2Zu einer relationalen Wirtschaftsgeographie
2.1Geographie im Paradigmenwechsel
In diesem Kapitel legen wir die zentralen Argumente einer relationalen Sichtweise in der Wirtschaftsgeographie dar und unterscheiden ihre Grundperspektive von traditionellen wirtschaftsgeographischen Denkweisen. Hierzu werden neben der Bedeutung von Kontextualität, Pfadabhängigkeit und Kontingenz vier grundlegende Aspekte des Wirtschaftsprozesses in das Zentrum der Theoriebildung gestellt: Interaktion und Institution, Organisation, Evolution und Innovation. Damit soll ein fundiertes Verständnis der einzelnen Ansätze in einem größeren theoretischen Rahmen ermöglicht werden. Zuvor aber diskutieren wir die Idee von Paradigmenwechseln in allgemeiner Geographie und Wirtschaftsgeographie und illustrieren diese am Beispiel der Fachentwicklung in Deutschland.
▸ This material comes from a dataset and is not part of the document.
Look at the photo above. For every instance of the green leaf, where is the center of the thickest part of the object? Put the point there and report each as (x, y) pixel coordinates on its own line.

Die Beobachtungen und Theorien, die Wirtschaftsgeographen formulieren, sind dabei stets geprägt von deren Fach- und Wissenschaftsverständnis. Wenngleich sich die Perspektiven einer Disziplin nicht sprunghaft ändern und sich meist auch nicht exakt datieren lassen, so ist es dennoch möglich, unterschiedliche Auffassungen, Methoden, Interessen und Vorgehensweisen charakteristisch von anderen zu unterscheiden. Auch die Theoriegeschichte der Wirtschaftsgeographie, so ein Argument dieses Buchs, kann einer solchen Unterscheidung unterzogen werden. Dies ist hilfreich, um einen kontextbewussten Zugang zu den Voraussetzungen und Inhalten ihrer Behauptungen zu schaffen und damit gleichsam eine differenzierte Kritik zu ermöglichen. Wir stellen daher zunächst das Konzept des Paradigmas vor und skizzieren anschließend eine wenn auch vereinfachte Unterscheidung der drei großen Paradigmen wissenschaftlicher Geographie. Um unsere Argumentation in Bezug auf die Paradigmen und Paradigmenwechsel in der allgemeinen Geographie und in der Wirtschaftsgeographie klar herauszuarbeiten, werden wir uns gezielt auf zentrale Aussagen ausgewählter Ansätze konzentrieren und andere nur verkürzt oder gar nicht darstellen. Dies hat vor allem didaktische Gründe.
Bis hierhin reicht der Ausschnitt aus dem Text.